3.1 Updates:
- 2023-10-05: Exposed TII reports for this assignment.
CSC435 Distributed Systems
Gossip Calculations using UDP
Professor Clark Elliott
Copyright (c) 2023 by Dr. Clark Elliott with all rights reserved.
NOTE: UNDER CONSTRUCTION—This program will undergo minor adminstration changes for two submissions.
Precisely named submission files:
- Gossip.java.txt (Includes GossipLog.txt and GossipPosts.txt as Java comments at the bottom of the
source code).
- ChecklistGossip.html
Summary:
Implement a fully distributed gossip algorithm for calculating or discovering (a) the average value in the
network, (b) the size of the network, (c) the maximum and minimum values in the network and then some other
gossip functions. Use UDP and serialized Java Objects exclusively for network communications. Nodes may
only gossip with immediate neighbors (by node number). This is a relatively easy assignment to start, so at
least partial credit should be within reach of everyone.
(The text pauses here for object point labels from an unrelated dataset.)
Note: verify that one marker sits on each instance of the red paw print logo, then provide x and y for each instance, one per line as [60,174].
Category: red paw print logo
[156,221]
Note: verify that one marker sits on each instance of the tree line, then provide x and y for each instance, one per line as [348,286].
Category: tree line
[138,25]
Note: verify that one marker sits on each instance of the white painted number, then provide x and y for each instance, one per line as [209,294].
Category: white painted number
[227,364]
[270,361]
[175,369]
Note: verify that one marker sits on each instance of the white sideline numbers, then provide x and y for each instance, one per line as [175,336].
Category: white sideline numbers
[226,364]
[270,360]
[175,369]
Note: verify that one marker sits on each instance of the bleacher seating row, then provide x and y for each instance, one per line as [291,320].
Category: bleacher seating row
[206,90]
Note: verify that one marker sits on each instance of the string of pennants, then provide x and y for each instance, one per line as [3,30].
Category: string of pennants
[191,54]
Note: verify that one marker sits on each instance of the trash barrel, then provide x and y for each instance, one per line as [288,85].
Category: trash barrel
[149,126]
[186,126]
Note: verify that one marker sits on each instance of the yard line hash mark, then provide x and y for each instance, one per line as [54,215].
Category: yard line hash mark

GossipStarter.java ←You are free to use this utility code (only!)
however you like, if you wish, to get started. I strongly recommend that you TYPE IN THIS CODE if you are
not yet fully comfortable with network programming.
Administration:
- Submit your two precisely named, required files to D2L before the deadline. No late
submissions accepted for credit.
- Complete at least two posts (questions, answers, commentary, useful annotated links) on
Gossip on the forums. Easy! Include as Java comments at the bottom of your source code.
- Use copy and paste to gather sample output from one or more node consoles for your log
file showing the console commands you have implemented. Include as Java comments at the bottom of your
source code.
- In the usual way, we will not grade assignments with more than 30% TII
overlap flagging for credit. (Note: under 30% might still indicated
plagiarism! Write your own code an dcomments).
Features of the assignment:
- There is no central control node. All nodes are equal and run from exactly the same code. Node
number is determined by an argument passed to the JVM at run time.
- You must implement at least two threads at each node, because you must always be ready to
accept console input from a user, and also, in the background, perform network gossip calcuations. That
is, when performing the work of a gossip cycle, your acceptance of console input must remain active. You
can have as many threads of excution as you like.
- Each node should be started in its own terminal window, so you don't go nuts trying to keep the
console output straight. (This is how we will run your system.)
- Nodes are started from the command line, and stopped by either Delete, or Kill (see below).
- Gossip takes place in Gossip Cycles wherein a viral gossip session takes place,
changing values throughout the network, then ends. Once a Gossip Cycle ends, a new one can be
triggered from the console of any network node.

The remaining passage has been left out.